Lifting the code from recursive's answer and expanding out the definition of FNV1a yields:

const uint FnvOffsetBasis32 = 2166136261;
const uint FnvPrime32 = 0x01000193;
long totalPop = 0;

for (long i = 0; i <= uint.MaxValue; i++)
{
    uint hash = FnvOffsetBasis32;
    hash ^= (uint)(i) & 255;
    hash *= FnvPrime32;
    hash ^= (uint)(i >> 8) & 255;
    hash *= FnvPrime32;
    hash ^= (uint)(i >> 16) & 255;
    hash *= FnvPrime32;
    hash ^= (uint)(i >> 24) & 255;
    hash *= FnvPrime32;
    //totalPop += uint.PopCount((uint)i * FnvPrime32);
    totalPop += uint.PopCount(hash);
}

const long totalInts = 0x1_0000_0000;

// Expected population: 68,719,476,736
Console.WriteLine("Expected population: {0:0,0}", 16 * totalInts);

// Actual population: 68,719,435,411
Console.WriteLine("Actual population: {0:0,0}", totalPop);

Note despite the fact we're kicking around C# demo code, this question isn't in C#. The actual usage is for page-aligned hashtables.

2

There are 2 best solutions below

0
Joshua On BEST ANSWER

For the next person coming by here; the immediate answer, is no, this doesn't work.

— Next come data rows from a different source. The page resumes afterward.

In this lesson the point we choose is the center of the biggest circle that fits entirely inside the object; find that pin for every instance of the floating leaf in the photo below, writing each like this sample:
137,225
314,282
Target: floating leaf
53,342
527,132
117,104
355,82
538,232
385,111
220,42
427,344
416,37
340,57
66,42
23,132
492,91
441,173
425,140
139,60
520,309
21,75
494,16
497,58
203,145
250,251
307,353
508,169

The bit bias in FNV-1a is real. The bit bias in the low 16 bits is worse than in the upper bits.

However, the proposed fix makes it worse. The simple transform that works wonders on mod-prime hashes just doesn't apply; must be something to with the FNV primes.

I'm still looking for really good ides, but they aren't easy to come by.

3
recursive On

There is no bit bias. I've written some test code in C# to do the multiplication step across all possible values of hash for the 32 bit variant of the function. The cumulative result shows an average of precisely 16 bits set per output across all possible inputs.

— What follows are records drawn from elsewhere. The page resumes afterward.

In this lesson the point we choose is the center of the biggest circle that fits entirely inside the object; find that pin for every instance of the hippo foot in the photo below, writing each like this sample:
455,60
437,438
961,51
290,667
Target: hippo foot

const int FnvPrime32 = 0x01000193;
long totalPop = 0;

for (long i = int.MinValue; i <= int.MaxValue; i++) {
    totalPop += int.PopCount((int)i * FnvPrime32);
}

const long totalInts = 0x1_0000_0000;

// Expected population: 68,719,476,736
Console.WriteLine("Expected population: {0:0,0}", 16 * totalInts);

// Actual population: 68,719,476,736
Console.WriteLine("Actual population: {0:0,0}", totalPop);

Since there is no bit-bias in the algorithm, no fix-up could be advantageous.